Last Word on Entropy
Some considerations...
So far, you have seen the amazing chain of rational thought that produced the idea of entropy (not to mention the ideas of cyclic processes, state properties, and the 2nd Law) and have came to the conclusion entropy is yet another property of a substance, that defines its state. For homogeneous gases, only two of these properties are needed in order to identify its state—in other words, if you have any two of these properties, you can find the others. So far, they are temperature, pressure, volume, and entropy.
There are two others of importance. The first is internal energy, defined only by temperature, so is automatically a state property. Another is enthalpy, which is internal energy, plus any work that was done on the gas, usually as an effect of pressure and change in volume. Pressure and volume are state properties, as well as internal energy, so enthalpy is another state property. It’s clear you could probably go on forever defining new properties based on old ones, but enthalpy is particularly useful, because it can be used to quantify the amount of energy (or power, the time rate of energy) needed to handle a particular gas.

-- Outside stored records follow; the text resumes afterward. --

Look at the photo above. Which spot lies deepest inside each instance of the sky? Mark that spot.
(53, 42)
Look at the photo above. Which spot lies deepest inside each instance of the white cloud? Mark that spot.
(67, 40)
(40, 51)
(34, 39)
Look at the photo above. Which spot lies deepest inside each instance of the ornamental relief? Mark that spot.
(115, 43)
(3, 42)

In the earlier posts, a conclusion was that the change in entropy was defined as the total heat divided by the absolute temperature of the environment, for a reversible process. That definition could be rearranged to show temperature times the change in entropy is equal to the total heat for a reversible process. It can be shown through calculus that this product is equal to the change in enthalpy, minus the volume times the change in pressure, beyond what I want to discuss here, but just an example of how these various properties interact. It is also an avenue for calculating properties like entropy that can’t be directly measured. And as a state property, the result is independent of the path, so real world irreversible processes are treated the same. James Clerk Maxwell (yet another genius Scot!) was a master at generating these thermodynamic kind of relations with a weird version of calculus using Hamiltonians, and went on to use similar techniques to establish the electromagnetic relations, the famous Maxwell equations. Without these, we’d have no radio, telephones, TVs, or internet, it’s worth pointing out.

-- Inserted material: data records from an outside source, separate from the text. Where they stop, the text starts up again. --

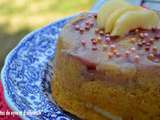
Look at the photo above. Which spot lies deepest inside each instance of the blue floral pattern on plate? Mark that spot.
(28, 71)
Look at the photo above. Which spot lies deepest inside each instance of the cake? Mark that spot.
(107, 64)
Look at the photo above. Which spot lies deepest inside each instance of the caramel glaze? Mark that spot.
(94, 48)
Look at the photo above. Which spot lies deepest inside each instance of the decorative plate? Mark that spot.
(27, 73)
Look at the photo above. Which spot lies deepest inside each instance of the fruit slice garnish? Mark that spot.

An isolated system has a particular nature, when it comes to entropy. This becomes apparent when the Second Law of thermodynamics is included. Since energy or mass can’t cross the boundary of an isolated system, an isolated system can be considered to be a combinaton of any system and everything external to the system. In other words, any system combined its surroundings is itself an isolated system. The net entropy change of the isolated system therefore includes the entropy change of the system plus the entropy change of the surroundings. This is called the total entropy change associated with the processes the system experiences.
In the prior post, it was established that the entropy change for any process was greater than or equal to zero, with the “equals” part corresponding to reversible processes. Therefore the Second Law of thermodynamics places a curious and notable restriction on the total entropy change. Since heat transfer cannot occur at the boundary of an isolated system, the total entropy change of an isolated system is greater than or equal to zero. For real world irreversible systems, the total entropy change of such a system is always greater than zero.

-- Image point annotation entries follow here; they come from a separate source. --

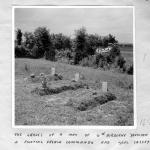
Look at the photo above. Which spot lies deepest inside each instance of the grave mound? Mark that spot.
(58, 87)
(94, 100)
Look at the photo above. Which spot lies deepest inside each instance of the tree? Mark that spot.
(80, 44)
(42, 40)
(18, 36)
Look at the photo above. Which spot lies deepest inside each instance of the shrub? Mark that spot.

This sometimes called the increase-in-entropy principle. It doesn’t imply that the entropy change for all processes is greater than or equal to zero. The entropy can and does decrease during a process, but according to this principle, the sum of the entropy change of the system and the entropy change of its surroundings is never negative.
In real world terms, entropy increases in a combustion reaction, as in an internal combustion engine. The CO2 and water produced from such a reaction is at a higher entropy state, so is favored. The CO2 has the interesting quality of absorbing a wide spectrum of electromagnetic radiation and re-emitting that energy as heat. This is the principle behind the so-called greenhouse effect. It goes to show an increase in entropy often has unfavorable effects, at least as far as humans are concerned. But it’s not just restricted to combustion processes—any energy transformation tends to generate more entropy, which explains the earlier reference to the “cost” of energy. Applying complicated pollution controls on such engines is a laudable effort, but its decrease in entropy of the system must be accompanied by an increase at least as much somewhere else. This explains the earlier reference to increasing efficiency having its own costs, which increase the closer you get to the thermodynamic limit.
The increase-in-entropy principle led to talk of “heat death” of the universe, especially after it was realized entropy was a much more global process, and not only had to do with heat transfer and fluids, but increasing disorder in general. Evolution itself seems to contradict the idea of increasing disorder, but has been reconciled by some as just a local event; evolution in the long run may accelerate disorder. That certainly seems true insofar as humans are considered. Perhaps we evolved as a natural imperative to increase disorder, pollution, or heat death, per this increase-in-entropy principle. It’s pure speculation, but a point to raise when so many voices speak with such authority on what is the right thing to do, such as “Green” energy, or “Clean” energy, when most of those authoritative voices have no idea of what these three posts are about.
Finally, another reason for writing this is to try to share what some great minds a couple of hundred years ago or so thought up. It’s common nowadays to dismiss anything not current as primitive, under bourgeois influence, a product of settler colonialism, or what-not, and that only the great minds of today have anything meaningful to say. I think this is pretty good evidence the past has had some great thinkers, and to just toss it away without even trying to understand it is a big mistake.